Grooming and control of fleas in cats

Comparison of grooming behaviour and flea infestation of cats with and without Elizabethan collars

source: Robert A. Eckstein, Benjamin L. Hart
Applied Animal Behaviour Science 68 (2000)
starts p141, 10 pages long

Two experiments have been carried out on cats to assess the importance of oral grooming as a method of flea control. In the first experiment, eighteen long-haired cats were studied in a household plagued by fleas. Nine cats wore Elizabethan collars which did not allow them to groom effectively. These cats were compared with nine control cats, with flea samples taken once a week. After three weeks, the cats with Elizabethan collars were found to have more fleas than the control cats. In the second experiment, cats were videotaped in a flea-infested household, and their behaviour was compared with cats in a flea-free location. The cats in the flea-infested household spent more time grooming.
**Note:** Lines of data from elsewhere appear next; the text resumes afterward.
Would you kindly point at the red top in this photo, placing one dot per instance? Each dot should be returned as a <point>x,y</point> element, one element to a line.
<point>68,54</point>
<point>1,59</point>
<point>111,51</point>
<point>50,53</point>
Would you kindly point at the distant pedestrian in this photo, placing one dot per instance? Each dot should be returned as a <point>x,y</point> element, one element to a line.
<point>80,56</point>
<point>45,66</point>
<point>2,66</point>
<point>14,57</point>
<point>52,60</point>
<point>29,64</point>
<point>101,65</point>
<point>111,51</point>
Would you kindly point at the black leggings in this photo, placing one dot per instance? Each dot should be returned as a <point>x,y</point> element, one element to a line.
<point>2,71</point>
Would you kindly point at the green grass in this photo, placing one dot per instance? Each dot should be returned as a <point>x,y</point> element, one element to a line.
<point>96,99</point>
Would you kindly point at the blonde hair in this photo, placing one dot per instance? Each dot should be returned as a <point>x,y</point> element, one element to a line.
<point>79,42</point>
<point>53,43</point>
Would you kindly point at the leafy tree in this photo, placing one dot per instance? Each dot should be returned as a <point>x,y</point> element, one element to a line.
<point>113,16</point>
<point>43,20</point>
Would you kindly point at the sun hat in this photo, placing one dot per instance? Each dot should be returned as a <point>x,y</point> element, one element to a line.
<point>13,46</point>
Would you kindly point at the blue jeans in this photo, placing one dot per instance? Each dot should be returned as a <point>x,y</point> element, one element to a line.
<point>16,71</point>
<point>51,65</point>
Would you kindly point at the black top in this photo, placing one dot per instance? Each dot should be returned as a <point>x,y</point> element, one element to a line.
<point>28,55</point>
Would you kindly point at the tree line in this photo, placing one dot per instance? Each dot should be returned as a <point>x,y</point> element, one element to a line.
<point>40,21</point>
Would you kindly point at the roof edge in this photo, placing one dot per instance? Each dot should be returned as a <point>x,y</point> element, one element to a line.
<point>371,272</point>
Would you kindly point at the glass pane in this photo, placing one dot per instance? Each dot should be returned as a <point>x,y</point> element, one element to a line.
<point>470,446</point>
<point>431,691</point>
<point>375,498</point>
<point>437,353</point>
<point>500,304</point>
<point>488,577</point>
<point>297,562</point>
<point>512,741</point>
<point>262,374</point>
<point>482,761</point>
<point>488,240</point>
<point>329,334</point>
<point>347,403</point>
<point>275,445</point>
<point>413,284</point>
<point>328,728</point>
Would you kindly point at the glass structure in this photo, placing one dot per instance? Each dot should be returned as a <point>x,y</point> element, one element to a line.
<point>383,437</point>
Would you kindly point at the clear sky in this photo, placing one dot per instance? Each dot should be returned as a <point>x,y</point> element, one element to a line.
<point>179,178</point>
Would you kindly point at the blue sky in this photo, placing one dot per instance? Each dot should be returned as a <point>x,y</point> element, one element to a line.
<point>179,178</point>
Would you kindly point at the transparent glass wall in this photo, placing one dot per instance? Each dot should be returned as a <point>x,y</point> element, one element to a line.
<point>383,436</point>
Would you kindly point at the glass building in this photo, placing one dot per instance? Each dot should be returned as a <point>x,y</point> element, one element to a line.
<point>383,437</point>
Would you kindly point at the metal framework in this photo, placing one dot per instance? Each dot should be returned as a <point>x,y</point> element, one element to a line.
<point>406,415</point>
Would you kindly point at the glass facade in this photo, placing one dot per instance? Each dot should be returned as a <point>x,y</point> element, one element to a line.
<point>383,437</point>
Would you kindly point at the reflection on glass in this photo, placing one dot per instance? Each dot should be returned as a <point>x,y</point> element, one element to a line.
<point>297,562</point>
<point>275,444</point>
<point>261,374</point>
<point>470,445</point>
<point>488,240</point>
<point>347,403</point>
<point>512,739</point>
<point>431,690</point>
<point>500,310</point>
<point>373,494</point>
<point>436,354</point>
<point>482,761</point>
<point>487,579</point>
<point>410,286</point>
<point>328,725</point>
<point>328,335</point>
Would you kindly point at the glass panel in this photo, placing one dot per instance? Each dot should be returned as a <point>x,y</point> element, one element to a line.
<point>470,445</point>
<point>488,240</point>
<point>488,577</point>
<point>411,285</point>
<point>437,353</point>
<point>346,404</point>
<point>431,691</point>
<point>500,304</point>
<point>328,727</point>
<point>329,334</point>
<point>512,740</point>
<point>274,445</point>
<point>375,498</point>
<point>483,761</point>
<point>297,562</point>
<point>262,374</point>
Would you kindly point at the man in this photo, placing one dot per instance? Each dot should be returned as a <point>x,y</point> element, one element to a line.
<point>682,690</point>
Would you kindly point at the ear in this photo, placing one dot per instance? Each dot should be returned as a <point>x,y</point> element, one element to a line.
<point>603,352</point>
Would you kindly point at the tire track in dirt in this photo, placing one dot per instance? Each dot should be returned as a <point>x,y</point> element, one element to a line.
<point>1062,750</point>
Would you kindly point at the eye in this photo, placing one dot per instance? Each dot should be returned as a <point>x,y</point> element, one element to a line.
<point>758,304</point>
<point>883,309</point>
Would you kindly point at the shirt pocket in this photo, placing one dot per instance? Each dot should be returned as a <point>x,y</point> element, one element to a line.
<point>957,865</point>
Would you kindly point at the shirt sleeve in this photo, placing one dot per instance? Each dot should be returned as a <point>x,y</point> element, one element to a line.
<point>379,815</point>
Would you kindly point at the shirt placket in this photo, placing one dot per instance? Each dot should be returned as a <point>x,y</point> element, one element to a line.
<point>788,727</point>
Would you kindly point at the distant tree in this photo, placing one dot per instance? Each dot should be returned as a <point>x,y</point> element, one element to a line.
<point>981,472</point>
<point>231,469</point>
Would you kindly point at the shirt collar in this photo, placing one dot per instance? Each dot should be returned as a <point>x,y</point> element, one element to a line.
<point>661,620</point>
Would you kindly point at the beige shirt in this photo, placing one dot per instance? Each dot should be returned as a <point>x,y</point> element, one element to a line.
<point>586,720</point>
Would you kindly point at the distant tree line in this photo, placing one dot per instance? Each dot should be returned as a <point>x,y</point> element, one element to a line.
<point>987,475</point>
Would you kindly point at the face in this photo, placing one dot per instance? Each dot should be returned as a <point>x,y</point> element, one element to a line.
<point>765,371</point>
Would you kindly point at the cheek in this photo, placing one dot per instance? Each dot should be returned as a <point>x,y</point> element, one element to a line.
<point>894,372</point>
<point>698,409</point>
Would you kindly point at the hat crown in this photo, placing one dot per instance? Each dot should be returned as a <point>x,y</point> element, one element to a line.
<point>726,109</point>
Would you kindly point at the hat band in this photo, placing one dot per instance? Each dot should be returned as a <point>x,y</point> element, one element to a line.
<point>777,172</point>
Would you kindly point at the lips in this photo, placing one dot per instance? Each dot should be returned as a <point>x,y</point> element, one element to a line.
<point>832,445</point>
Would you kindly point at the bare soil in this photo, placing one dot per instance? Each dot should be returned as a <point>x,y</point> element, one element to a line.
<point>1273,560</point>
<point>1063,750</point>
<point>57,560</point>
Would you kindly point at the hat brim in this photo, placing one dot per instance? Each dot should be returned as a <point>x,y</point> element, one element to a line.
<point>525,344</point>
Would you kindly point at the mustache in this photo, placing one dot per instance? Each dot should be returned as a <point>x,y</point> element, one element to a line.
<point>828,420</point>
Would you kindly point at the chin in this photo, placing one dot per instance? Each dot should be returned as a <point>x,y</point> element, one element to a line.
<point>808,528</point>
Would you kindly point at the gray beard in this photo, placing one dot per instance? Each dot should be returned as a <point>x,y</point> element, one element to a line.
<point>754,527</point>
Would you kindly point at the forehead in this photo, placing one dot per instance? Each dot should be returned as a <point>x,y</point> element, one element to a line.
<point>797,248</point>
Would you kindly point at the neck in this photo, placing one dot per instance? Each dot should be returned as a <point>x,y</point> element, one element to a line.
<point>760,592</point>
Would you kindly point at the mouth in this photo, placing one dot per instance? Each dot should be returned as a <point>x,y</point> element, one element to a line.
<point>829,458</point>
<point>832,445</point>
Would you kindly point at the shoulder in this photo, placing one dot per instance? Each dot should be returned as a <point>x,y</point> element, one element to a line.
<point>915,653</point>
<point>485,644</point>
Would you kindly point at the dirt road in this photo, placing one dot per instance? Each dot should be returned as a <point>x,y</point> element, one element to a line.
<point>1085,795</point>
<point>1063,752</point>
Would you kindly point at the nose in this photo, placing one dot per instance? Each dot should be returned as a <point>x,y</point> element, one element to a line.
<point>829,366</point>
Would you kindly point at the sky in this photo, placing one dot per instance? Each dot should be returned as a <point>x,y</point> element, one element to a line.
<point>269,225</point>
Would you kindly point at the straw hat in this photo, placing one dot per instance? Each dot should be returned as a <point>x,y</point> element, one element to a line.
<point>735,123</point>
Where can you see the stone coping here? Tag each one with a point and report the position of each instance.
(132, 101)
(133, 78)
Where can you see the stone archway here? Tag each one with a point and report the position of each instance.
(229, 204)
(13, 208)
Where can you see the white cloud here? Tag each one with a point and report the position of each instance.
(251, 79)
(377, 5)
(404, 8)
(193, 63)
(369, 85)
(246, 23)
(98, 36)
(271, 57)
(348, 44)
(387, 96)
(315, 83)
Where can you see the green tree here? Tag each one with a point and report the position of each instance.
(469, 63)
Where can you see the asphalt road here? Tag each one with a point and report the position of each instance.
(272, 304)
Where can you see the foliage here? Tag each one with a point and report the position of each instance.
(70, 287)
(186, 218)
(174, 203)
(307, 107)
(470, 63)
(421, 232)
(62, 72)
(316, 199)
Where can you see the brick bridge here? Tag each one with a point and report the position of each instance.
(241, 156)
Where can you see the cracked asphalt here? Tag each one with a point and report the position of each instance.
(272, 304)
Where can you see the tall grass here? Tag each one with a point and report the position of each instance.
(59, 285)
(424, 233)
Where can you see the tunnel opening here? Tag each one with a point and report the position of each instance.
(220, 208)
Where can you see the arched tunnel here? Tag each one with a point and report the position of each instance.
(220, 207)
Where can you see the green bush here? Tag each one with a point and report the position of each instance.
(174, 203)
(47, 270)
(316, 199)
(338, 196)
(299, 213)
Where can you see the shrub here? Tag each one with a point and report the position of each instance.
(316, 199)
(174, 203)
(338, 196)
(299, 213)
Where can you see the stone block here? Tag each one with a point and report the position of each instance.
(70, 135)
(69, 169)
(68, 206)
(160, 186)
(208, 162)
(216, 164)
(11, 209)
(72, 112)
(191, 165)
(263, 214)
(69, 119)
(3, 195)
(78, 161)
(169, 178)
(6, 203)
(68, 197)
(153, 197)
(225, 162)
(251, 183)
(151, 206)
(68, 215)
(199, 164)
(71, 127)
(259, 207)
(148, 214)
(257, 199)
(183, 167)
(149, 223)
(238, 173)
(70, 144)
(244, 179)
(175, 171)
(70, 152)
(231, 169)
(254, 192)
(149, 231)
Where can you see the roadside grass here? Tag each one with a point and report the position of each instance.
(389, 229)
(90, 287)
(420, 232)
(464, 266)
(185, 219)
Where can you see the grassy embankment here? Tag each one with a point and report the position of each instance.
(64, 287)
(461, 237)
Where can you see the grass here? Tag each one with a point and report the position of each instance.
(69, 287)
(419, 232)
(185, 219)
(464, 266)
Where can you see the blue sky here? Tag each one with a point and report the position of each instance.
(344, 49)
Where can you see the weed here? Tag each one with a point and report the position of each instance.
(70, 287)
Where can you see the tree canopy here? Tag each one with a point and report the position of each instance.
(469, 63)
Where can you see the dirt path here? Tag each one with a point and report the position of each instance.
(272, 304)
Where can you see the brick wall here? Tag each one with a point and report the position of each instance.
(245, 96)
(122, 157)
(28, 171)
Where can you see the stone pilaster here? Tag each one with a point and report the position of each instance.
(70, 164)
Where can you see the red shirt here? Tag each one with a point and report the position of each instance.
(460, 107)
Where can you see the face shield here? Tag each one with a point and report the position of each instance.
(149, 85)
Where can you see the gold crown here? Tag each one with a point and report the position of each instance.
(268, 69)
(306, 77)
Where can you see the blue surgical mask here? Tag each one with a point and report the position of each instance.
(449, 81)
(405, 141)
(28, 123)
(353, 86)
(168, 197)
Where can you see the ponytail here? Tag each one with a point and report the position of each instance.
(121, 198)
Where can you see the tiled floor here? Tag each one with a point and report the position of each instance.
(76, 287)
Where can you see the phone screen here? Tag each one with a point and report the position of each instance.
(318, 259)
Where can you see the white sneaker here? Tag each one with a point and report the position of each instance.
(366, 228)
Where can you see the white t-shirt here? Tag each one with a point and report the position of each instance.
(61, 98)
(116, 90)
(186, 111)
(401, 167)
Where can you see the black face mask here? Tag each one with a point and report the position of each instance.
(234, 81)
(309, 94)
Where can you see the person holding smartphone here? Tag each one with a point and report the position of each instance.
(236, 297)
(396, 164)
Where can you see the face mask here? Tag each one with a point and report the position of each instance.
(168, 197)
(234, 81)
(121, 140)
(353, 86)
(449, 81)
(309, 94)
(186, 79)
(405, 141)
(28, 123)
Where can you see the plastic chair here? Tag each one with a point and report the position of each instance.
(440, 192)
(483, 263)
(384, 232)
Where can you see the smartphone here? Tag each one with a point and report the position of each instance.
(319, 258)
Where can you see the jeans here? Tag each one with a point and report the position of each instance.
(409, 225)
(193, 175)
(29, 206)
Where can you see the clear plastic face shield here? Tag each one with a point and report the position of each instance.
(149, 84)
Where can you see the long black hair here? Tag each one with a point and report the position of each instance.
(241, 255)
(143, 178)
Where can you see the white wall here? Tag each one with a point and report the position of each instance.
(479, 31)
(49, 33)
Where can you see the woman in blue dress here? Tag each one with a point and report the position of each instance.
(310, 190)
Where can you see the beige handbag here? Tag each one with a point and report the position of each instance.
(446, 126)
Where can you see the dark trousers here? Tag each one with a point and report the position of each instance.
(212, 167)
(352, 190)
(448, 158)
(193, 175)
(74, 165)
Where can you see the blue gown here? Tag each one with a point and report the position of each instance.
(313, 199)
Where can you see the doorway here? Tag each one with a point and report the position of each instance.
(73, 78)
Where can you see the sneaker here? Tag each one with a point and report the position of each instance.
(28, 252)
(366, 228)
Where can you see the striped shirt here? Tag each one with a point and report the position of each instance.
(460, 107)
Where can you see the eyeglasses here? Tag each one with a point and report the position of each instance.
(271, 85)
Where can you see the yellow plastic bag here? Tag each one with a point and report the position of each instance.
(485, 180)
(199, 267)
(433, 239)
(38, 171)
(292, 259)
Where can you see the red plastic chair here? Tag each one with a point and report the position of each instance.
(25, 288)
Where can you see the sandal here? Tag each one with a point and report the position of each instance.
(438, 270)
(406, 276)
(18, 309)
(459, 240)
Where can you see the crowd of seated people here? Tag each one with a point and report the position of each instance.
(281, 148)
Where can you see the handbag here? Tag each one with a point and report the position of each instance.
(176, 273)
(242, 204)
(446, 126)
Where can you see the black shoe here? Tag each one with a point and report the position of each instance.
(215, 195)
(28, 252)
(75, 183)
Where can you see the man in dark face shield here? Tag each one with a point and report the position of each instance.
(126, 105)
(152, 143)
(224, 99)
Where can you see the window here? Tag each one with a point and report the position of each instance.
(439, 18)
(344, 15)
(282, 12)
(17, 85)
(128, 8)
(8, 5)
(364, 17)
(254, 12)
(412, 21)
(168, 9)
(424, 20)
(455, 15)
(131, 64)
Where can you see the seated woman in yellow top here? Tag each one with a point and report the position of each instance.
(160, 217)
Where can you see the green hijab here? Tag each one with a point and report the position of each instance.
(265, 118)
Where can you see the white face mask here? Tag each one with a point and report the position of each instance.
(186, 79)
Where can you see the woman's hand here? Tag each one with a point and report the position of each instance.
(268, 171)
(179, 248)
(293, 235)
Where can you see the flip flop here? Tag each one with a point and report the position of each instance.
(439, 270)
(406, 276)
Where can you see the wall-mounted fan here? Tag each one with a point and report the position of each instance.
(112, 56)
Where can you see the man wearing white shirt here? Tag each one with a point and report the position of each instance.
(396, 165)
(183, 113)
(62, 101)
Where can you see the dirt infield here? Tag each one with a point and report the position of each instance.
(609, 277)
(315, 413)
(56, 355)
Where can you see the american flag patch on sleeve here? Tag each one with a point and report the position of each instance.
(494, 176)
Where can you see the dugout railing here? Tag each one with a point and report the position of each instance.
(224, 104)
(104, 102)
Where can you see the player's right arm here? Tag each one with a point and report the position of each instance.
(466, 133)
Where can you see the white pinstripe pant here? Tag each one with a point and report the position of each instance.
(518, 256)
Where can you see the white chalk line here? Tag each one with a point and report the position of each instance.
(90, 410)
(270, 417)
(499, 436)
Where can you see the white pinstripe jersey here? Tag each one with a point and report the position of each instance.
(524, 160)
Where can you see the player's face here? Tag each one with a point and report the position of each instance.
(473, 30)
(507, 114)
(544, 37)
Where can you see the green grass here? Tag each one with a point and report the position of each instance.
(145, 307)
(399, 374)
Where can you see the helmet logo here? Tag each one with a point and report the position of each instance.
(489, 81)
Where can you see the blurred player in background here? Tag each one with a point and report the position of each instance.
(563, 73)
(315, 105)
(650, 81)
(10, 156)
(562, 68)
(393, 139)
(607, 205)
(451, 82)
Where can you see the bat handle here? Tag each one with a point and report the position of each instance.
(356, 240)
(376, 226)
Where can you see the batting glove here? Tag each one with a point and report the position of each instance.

These two experiments show that cats may groom more when there are fleas in their environment, and that grooming is a method for cats to remove fleas.

Cats have cornified spines on their tongues, which can help to remove ectoparasites like fleas. Cats also use scratch grooming techniques to reach their heads and necks. Fleas removed from cats by grooming apparently do not survive longer than one or two days. Grooming may, thus, reduce numbers of fleas in the household, and there was a reduction in adult flea numbers in the environment where the control group lived. This drop in numbers of fleas in the environment may help explain why the control group had fewer fleas than the cats wearing collars. Though oral grooming brings a benefit in terms of effective flea reduction, one problem that can arise when cats remove fleas by oral grooming is that fleas can infect cats with tapeworms.

The cats in the flea-infested household in the second experiment, tended to groom more frequently rather than for longer periods. Increased frequency of grooming bouts may mean that the cats' central timing mechanism was accelerated by flea saliva. This fits in with a view of grooming as pre-programmed, rather than stimulus-driven, since longer periods of grooming would be expected with a stimulus-driven model of grooming.